Le premier tour des différents scrutins doit avoir lieu le 13 décembre 2026 et le second tour le 21 février 2027, selon le calendrier électoral publié par le Conseil électoral provisoire.
"Le respect de ces échéances dépend de l'établissement d'un climat sécuritaire acceptable et des disponibilités financières nécessaires à la poursuite des opérations électorales", souligne toutefois le communiqué.
L'Etat haïtien n'a plus connu d'élections depuis 2016 et son dernier président, assassiné en 2021, n'a pas été remplacé.
En décembre dernier, les autorités avaient annoncé un premier tour pour le 30 août 2026, un calendrier déjà caduc.
Cette nouvelle annonce a été saluée par la Communauté des Caraïbes (Caricom), voyant là "une étape essentielle" qui "était vivement attendue par les parties prenantes haïtiennes et la communauté internationale".

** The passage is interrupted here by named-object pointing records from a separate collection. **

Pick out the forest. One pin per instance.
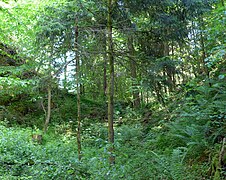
(113, 89)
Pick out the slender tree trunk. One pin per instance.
(111, 83)
(78, 94)
(48, 109)
(105, 65)
(135, 93)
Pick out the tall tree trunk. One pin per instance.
(111, 83)
(78, 94)
(105, 65)
(48, 109)
(135, 93)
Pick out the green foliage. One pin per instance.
(22, 158)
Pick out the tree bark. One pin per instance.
(48, 109)
(111, 83)
(133, 68)
(78, 93)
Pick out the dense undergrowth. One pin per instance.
(177, 142)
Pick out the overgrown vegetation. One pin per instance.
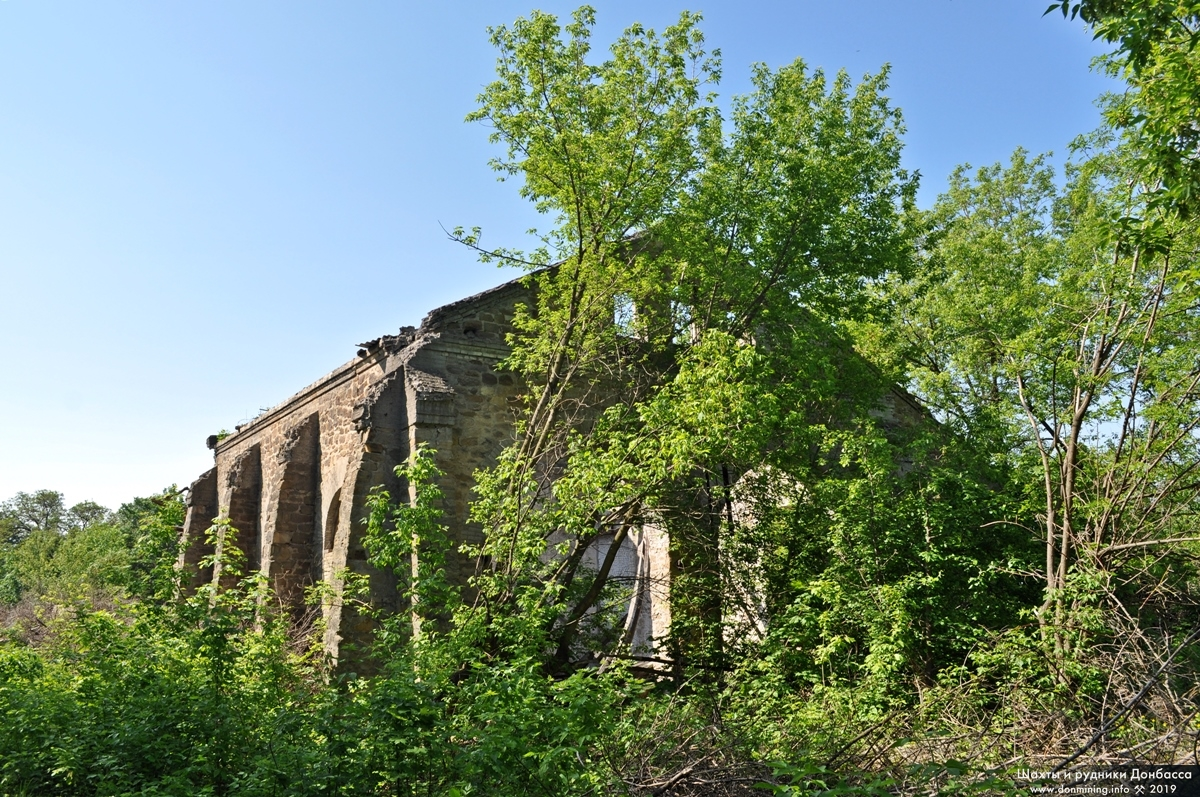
(868, 595)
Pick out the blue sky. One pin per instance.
(205, 205)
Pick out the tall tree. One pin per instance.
(693, 270)
(1156, 52)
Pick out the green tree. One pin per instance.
(1156, 53)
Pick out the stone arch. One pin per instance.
(331, 521)
(244, 511)
(295, 517)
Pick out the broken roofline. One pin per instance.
(371, 354)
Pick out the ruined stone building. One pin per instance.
(295, 479)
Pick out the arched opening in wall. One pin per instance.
(295, 516)
(245, 509)
(331, 517)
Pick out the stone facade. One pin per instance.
(294, 481)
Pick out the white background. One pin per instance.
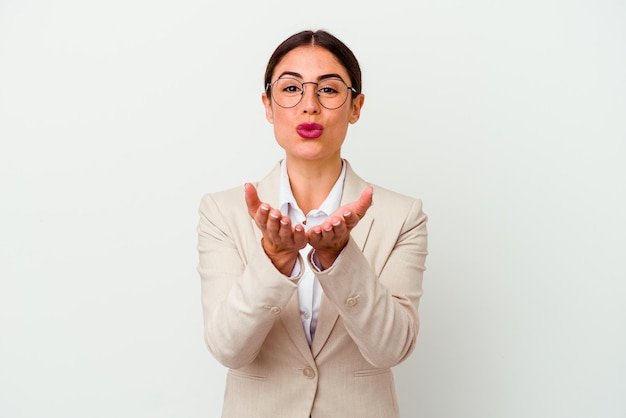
(506, 117)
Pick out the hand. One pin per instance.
(330, 237)
(280, 241)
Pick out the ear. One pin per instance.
(356, 105)
(267, 103)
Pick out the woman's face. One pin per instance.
(309, 131)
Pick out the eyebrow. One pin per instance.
(322, 77)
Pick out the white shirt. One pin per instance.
(309, 288)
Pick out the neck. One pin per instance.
(311, 182)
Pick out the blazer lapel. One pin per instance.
(328, 315)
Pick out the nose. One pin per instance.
(310, 102)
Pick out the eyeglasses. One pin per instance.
(332, 93)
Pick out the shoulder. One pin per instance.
(385, 200)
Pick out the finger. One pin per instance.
(252, 199)
(314, 236)
(262, 215)
(299, 236)
(285, 232)
(364, 202)
(273, 223)
(340, 229)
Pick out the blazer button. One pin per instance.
(308, 372)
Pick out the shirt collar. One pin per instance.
(330, 204)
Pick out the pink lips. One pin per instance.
(309, 130)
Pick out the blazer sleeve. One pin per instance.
(242, 292)
(377, 290)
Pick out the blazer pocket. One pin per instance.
(246, 375)
(370, 372)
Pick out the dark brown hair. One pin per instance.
(322, 39)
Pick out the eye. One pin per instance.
(288, 86)
(327, 90)
(292, 88)
(330, 87)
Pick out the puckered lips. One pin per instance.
(309, 130)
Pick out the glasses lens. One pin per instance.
(331, 92)
(287, 92)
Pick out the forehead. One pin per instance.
(312, 62)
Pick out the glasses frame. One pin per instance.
(270, 87)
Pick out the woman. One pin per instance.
(310, 293)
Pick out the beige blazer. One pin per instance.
(368, 319)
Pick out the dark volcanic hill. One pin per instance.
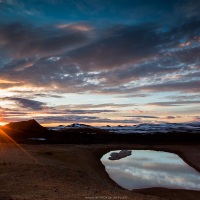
(22, 131)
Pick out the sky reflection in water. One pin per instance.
(147, 169)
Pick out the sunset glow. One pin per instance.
(100, 62)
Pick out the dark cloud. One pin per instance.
(27, 103)
(82, 119)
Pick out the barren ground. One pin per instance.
(56, 172)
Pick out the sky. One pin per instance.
(100, 61)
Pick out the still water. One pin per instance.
(147, 169)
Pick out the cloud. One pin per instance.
(28, 41)
(27, 103)
(142, 116)
(174, 103)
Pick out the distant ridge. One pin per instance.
(23, 125)
(23, 130)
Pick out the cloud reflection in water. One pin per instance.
(146, 169)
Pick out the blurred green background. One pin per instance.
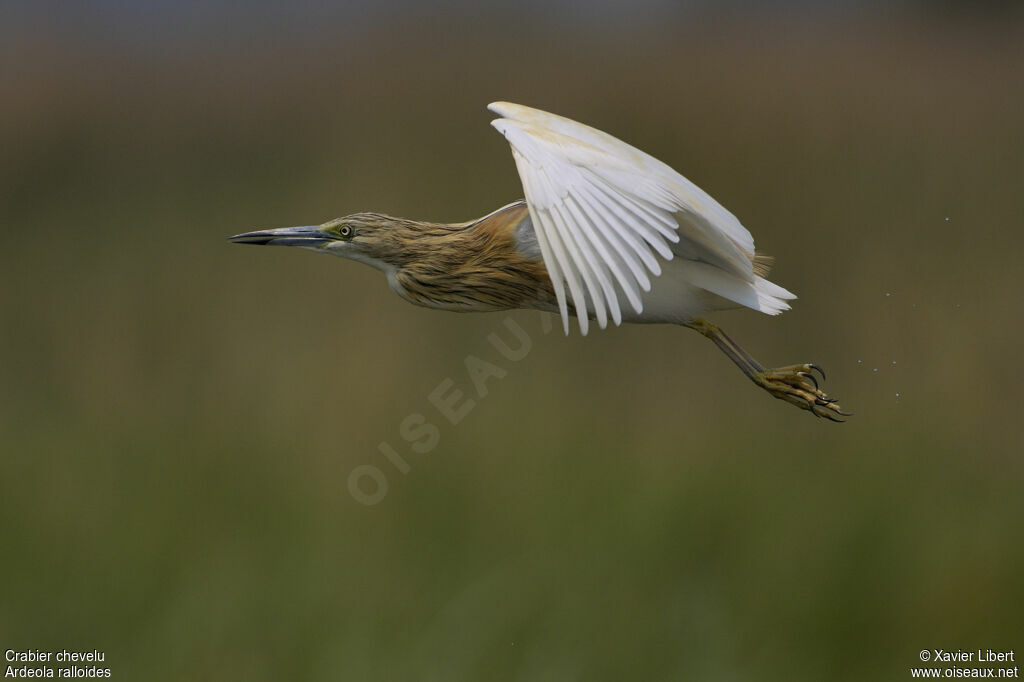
(179, 416)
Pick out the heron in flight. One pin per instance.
(605, 232)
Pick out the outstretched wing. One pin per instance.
(604, 211)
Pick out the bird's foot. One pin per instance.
(797, 385)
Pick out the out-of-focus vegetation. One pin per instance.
(179, 416)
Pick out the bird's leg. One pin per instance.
(795, 384)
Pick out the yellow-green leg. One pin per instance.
(795, 384)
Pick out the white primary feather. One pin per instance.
(603, 211)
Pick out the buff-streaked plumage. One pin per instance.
(606, 232)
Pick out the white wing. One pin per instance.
(602, 209)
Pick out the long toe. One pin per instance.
(798, 385)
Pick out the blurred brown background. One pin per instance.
(179, 416)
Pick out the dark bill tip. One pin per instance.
(309, 236)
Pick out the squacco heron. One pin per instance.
(605, 232)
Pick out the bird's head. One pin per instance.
(369, 238)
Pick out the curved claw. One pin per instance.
(820, 371)
(810, 376)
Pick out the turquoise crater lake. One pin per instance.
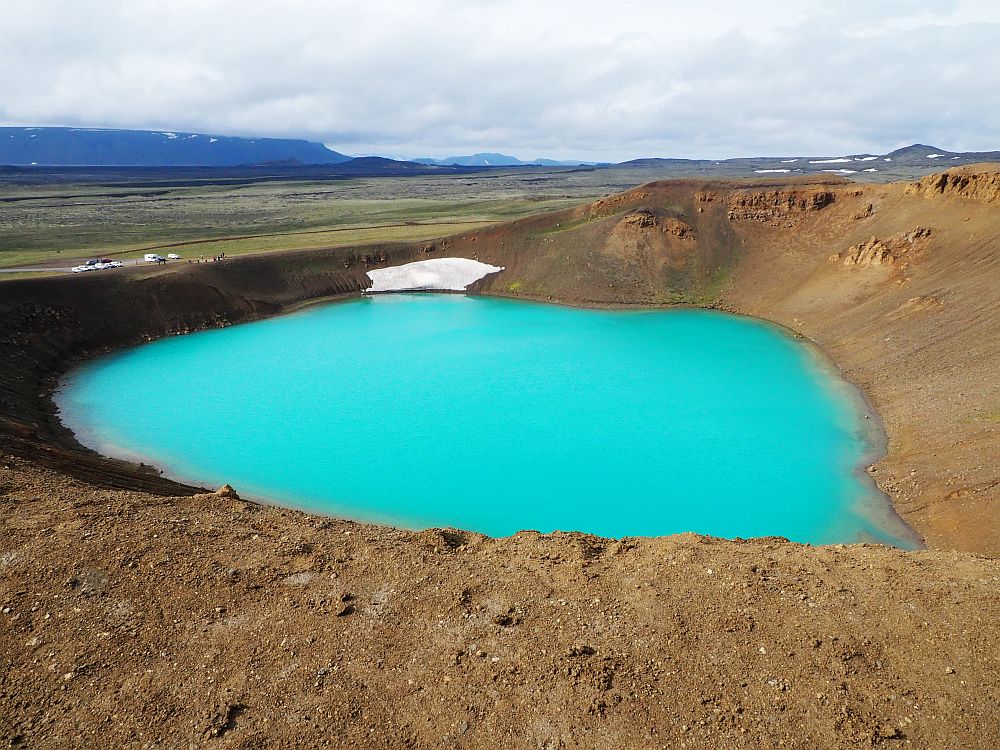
(496, 416)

Dépôt des candidatures jusqu'au 2 octobre
"La publication du calendrier ne manquera pas de donner un coup d'accélérateur aux étapes préparatoires essentielles du processus électoral en cours, telles que l'enregistrement des partis politiques, des plateformes et des coalitions, ainsi que l'inscription des électeurs", insiste l'institution dans son communiqué.

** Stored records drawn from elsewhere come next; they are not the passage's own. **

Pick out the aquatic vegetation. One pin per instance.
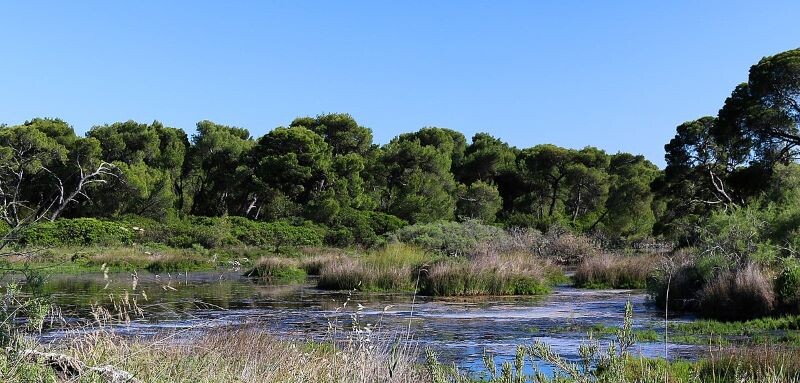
(163, 263)
(746, 293)
(277, 270)
(514, 274)
(613, 271)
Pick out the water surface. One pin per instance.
(458, 329)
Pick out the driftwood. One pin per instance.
(70, 368)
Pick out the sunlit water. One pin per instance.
(458, 329)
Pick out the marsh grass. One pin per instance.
(613, 271)
(91, 351)
(742, 294)
(359, 274)
(163, 263)
(512, 274)
(392, 268)
(277, 270)
(231, 355)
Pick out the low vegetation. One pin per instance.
(512, 274)
(277, 270)
(611, 271)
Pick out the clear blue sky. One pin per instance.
(619, 75)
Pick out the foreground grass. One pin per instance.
(154, 258)
(219, 356)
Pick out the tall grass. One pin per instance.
(358, 274)
(277, 270)
(738, 295)
(230, 355)
(514, 274)
(615, 271)
(388, 269)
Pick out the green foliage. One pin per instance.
(76, 232)
(170, 263)
(787, 286)
(479, 201)
(277, 270)
(449, 238)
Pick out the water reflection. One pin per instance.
(459, 329)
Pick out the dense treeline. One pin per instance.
(324, 169)
(327, 170)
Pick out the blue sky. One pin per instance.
(619, 75)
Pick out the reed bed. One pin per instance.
(513, 274)
(611, 271)
(226, 355)
(277, 270)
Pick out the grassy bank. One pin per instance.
(612, 271)
(226, 355)
(404, 268)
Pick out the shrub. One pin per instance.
(123, 258)
(565, 247)
(76, 232)
(449, 238)
(390, 268)
(356, 274)
(682, 286)
(361, 227)
(277, 270)
(738, 295)
(615, 271)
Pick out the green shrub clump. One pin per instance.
(277, 270)
(450, 238)
(76, 232)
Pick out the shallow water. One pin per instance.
(458, 329)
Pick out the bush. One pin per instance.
(682, 287)
(356, 274)
(565, 247)
(76, 232)
(277, 270)
(450, 238)
(615, 271)
(787, 286)
(168, 263)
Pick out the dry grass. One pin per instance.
(738, 295)
(314, 264)
(615, 271)
(277, 270)
(511, 274)
(746, 363)
(357, 274)
(237, 355)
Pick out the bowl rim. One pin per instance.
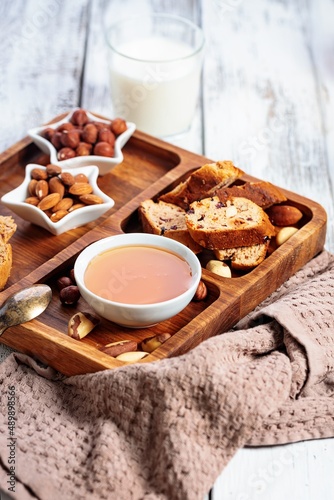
(54, 227)
(151, 240)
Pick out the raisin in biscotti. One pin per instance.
(262, 193)
(167, 220)
(238, 223)
(244, 258)
(7, 229)
(203, 183)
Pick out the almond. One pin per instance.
(116, 348)
(49, 201)
(53, 170)
(32, 200)
(284, 215)
(67, 178)
(42, 189)
(64, 204)
(57, 216)
(32, 187)
(38, 174)
(56, 186)
(80, 188)
(91, 199)
(81, 178)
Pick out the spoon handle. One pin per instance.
(24, 305)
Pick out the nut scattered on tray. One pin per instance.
(81, 136)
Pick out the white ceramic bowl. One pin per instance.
(15, 201)
(133, 315)
(104, 163)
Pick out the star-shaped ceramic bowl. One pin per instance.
(104, 163)
(15, 200)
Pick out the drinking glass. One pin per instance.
(155, 67)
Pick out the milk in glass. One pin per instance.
(155, 84)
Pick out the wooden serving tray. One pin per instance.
(150, 167)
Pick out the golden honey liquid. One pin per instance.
(138, 275)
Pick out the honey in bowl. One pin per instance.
(138, 274)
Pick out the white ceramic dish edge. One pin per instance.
(104, 163)
(15, 201)
(131, 315)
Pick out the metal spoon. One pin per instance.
(24, 305)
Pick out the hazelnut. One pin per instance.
(89, 133)
(103, 149)
(72, 275)
(81, 324)
(83, 149)
(118, 126)
(66, 153)
(201, 292)
(69, 295)
(116, 348)
(70, 138)
(47, 133)
(55, 140)
(63, 282)
(100, 125)
(79, 117)
(105, 135)
(65, 126)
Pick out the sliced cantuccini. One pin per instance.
(203, 183)
(167, 220)
(238, 223)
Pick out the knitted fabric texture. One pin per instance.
(166, 430)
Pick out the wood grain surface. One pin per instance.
(267, 103)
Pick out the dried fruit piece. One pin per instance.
(114, 349)
(201, 291)
(49, 201)
(284, 234)
(132, 356)
(69, 295)
(81, 324)
(284, 215)
(38, 174)
(219, 268)
(152, 343)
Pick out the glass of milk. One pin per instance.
(155, 72)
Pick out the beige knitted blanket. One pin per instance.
(166, 430)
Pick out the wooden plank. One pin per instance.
(298, 471)
(262, 98)
(41, 61)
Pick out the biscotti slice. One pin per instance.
(262, 193)
(238, 223)
(6, 263)
(167, 220)
(244, 258)
(7, 229)
(203, 183)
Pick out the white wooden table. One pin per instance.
(267, 103)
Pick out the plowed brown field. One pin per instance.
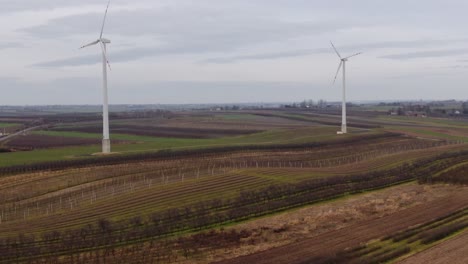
(454, 251)
(334, 241)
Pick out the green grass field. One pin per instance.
(5, 125)
(151, 144)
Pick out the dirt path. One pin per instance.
(330, 242)
(454, 251)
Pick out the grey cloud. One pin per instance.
(26, 5)
(181, 32)
(365, 47)
(10, 45)
(426, 54)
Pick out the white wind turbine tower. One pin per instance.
(343, 61)
(106, 148)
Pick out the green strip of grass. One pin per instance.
(5, 125)
(151, 144)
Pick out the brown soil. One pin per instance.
(454, 251)
(326, 229)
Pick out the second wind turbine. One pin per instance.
(343, 61)
(106, 147)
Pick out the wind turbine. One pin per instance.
(343, 61)
(106, 147)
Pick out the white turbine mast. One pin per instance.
(106, 147)
(343, 61)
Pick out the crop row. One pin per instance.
(108, 234)
(70, 191)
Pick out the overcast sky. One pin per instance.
(227, 51)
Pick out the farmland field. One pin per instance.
(178, 181)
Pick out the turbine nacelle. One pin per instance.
(342, 66)
(106, 147)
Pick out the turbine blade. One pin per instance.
(90, 44)
(353, 55)
(337, 71)
(104, 52)
(104, 21)
(337, 53)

Le calendrier publié mentionne le début des inscriptions électorales le 20 juillet la semaine passée et la date limite de dépôt des candidatures (présidentielle, législatives, locales) au 2 octobre.
La route est cependant longue avant la tenue effective d'un premier tour en décembre.
Le pays, plus pauvre des Amériques, subit depuis longtemps une crise politique, économique et sécuritaire, mais la situation s'est largement détériorée ces dernières années, les gangs multipliant meurtres, enlèvements, viols ou recrutements d'enfants.
Sur environ 11 millions d'habitants, près de 1,5 million sont déplacés dans le pays à cause des violences, selon une estimation en juin de l'Organisation internationale pour les migrations, soulignant que les attaques ne concernaient pas uniquement la capitale.
Une Force de répression des gangs (FRG) soutenue par l'ONU est en cours de constitution pour venir assister les forces de police locales dépassées. Cette FRG doit à terme compter 5.500 policiers et militaires étrangers, mais le nombre déjà déployé n'est pas connu.